Benjamin, Jeju, March 2023
Niobe was the wife of Amphion and had fourteen children. She was proud of the fact that she had so many children, and one day bragged to Leto, the mother of the twin gods Apollo and Artemis, about having more children than her. This deeply offended Apollo and Artemis, who descended to Earth and slaughtered all fourteen of the children — Apollo killing the sons and Artemis killing the daughters. Amphion committed suicide in grief. Niobe climbed up amountain and prayed to Zeus to end her agony. Zeus, taking pity on her, turned her into a rock. She continued to weep even after this, as her tears seeped out of the porous sandstone for all eternity.
It has been a while. A long while.
My tears have dried — long dried. It is rainwater that seeps out of my unseeing eyes — rainwater that has welled and rotted in my stone heart. Not tears. My face and body have swollen and hardened, my eyes have become faint indentations in the coarse sandstone, my nose into a protrusion only visible from an angle; my arms molten and attached to my trunk, which hunched into a giant boulder.
My pain has soothed — numbed by unfeeling sandstone flesh, blunted by centuries of blind nights, my eyelids eternally closed over my unseeing eyes, ground by a world eternally silenced by unhearing ears. Yet the laughter of my children, their grinning faces as they run through the street, their small bodies and warmth as I took them in my arms, their cries as lethal arrows pierced their flesh, and their dying calls for help; all remain sharp and clear. Now it is all that I can see, all that I can hear, all that I can feel.
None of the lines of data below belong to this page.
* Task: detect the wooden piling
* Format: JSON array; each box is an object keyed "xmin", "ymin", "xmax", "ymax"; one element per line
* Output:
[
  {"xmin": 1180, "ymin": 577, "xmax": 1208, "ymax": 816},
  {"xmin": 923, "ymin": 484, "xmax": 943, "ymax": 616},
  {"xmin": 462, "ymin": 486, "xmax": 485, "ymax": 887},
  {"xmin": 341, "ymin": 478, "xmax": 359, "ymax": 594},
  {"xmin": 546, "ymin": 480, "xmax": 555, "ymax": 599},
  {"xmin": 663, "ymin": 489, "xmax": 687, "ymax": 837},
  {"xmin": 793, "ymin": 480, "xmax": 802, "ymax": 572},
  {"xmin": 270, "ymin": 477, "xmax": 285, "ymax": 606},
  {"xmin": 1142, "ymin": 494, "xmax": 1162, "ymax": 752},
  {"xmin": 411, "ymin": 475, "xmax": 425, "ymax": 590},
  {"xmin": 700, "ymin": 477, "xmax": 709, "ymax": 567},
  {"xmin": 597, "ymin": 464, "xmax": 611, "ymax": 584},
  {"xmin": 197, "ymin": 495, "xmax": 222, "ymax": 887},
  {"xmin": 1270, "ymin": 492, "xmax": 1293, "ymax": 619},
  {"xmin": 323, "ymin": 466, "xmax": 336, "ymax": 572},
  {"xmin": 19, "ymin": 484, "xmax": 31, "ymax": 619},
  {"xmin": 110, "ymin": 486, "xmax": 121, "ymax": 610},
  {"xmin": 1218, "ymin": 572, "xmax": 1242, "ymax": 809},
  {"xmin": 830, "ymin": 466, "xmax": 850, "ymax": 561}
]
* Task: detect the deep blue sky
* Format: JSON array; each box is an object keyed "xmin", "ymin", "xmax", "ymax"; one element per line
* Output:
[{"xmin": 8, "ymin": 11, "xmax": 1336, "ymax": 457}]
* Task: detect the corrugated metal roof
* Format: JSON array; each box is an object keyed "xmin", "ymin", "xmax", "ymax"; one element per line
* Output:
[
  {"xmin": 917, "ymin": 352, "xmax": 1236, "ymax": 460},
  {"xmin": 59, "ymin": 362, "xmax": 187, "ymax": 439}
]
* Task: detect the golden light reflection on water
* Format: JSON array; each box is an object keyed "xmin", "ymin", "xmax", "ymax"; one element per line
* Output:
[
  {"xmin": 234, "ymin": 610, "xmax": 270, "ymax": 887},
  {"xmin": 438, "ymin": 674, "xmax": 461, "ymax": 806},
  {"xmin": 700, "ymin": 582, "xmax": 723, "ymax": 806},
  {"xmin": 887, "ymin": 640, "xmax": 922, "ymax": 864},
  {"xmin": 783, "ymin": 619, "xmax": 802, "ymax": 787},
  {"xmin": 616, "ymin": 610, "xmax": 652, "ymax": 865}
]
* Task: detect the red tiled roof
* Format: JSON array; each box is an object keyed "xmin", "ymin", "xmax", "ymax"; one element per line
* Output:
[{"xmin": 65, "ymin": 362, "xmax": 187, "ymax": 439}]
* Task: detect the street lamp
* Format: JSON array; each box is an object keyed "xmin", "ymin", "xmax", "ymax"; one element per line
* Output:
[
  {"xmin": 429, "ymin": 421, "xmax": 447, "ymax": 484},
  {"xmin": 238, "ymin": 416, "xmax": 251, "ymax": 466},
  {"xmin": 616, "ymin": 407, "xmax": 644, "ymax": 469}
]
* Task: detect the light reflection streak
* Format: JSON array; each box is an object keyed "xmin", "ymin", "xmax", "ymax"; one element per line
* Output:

My heart was the last one to succumb to the numbness, as it refused to turn to stone and pulsed, and ached. And it was my heart that was the first to wake again from the eternal numbness — it was a mild pulsing at the beginning — then increasingly clear. The sandstone cracked — dissolving into some kind of powder that collected waist-deep, revealing the world to me once more — and me to the world. My skin had paled from the darkness of the stone, and it burned as the early morning rays shone upon me, but it was not painful. All I could see was blinding white; my eyes had been bound in darkness for too long to see in daylight, but I could smell the early morning breeze, and the young blades of grass waving from the soft earth. Birdsong trickled from somewhere above in the trees, and I asked no one in particular, perhaps Zeus himself —
“Has it been long enough?” Yet, as I asked it, I knew the answer.
It has been a while. A long while. Yet I do not think the grief had fled me, nor have I fled the
grief. The day may come when I may join my children and husband once more in the night-time sky. I believe that I will have to grieve until that day comes, and I must embrace it as it is.